I’ve been coming here for more than half of my life. If you
add up all the days I’ve spent here, it won’t add up to much, not compared to
all the other days I’ve spent in other places. But it’s the coming back, that’s
what’s important. That’s what makes it feel like home.
Look around and there’s nothing of me here. No, not nothing –
there are odd bits and pieces: the big brass coal bucket that’s too big for our
fireplace at home, but looks great on the huge hearth here; the box of paper
and drawing materials that we bring out and put away every time we come with
the girls, full of pictures they’ve drawn that they laugh at when they come
again, a year or two older and wiser; the picnic things – not the first set we’ve
had here – ready for day-trips with kids too young or fussy to be any fun in
restaurants.
Where else am I? Perhaps in the garden a little, though you
need to be here more regularly to make much of a mark in a garden. In the
visitors’ book, thanking, recording the little incidents of our stays. And in
the little house, Mon Rêve, in spirit, because of the
pleasure of the hours I’ve spent hidden away there writing.

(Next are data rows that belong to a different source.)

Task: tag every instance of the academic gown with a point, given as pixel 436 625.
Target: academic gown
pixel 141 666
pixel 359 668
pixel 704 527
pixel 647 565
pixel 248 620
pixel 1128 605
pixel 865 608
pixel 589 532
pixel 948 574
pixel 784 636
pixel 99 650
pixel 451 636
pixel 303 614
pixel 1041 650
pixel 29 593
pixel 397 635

What makes it feel like home is familiarity, I suppose. I know
how the house works. I know where things are, though I also know I don’t
necessarily put them away in the right places. When I drive through each town
on the way, turn the familiar turns, pause with the house beside me and the
view in front before getting out of the car, I think, yes, here I am, this is
the place.
And from visit to visit the house has changed. Sometimes it’s
little things – Where’s the teapot you always use? Ooh look, new outdoor
furniture! Hey, there’s brilliant wifi here (that’s the kids!). Sometimes big
things – the house expanding into the unfinished shell of a building next door;
the beautiful Mon Rêve; the orchard.
I’ve come here with friends and family, but most often with Robert. This place has been part of him and me as long as we have been Robert-and-Claire. Our children have spent time here from when they were tiny babies who
would not settle in their beds in the hot rooms upstairs while they could hear
us on the terrace below, through toddlers we had to watch constantly as they
negotiated the stone steps and the open staircases, to teens who lurk in the
far reaches of the house, eating BN biscuits while glued to the internet that’s
so much better than at home. It’s a house to be together in, to have lunches
than stretch out until who knows when, because after all, who’s wearing a
watch, and dinners that end with sitting watching the stars and talking about
everything. Is this what everyone looks for in a holiday? It’s what I want:
gather the people I love and listen to whatever they have to say.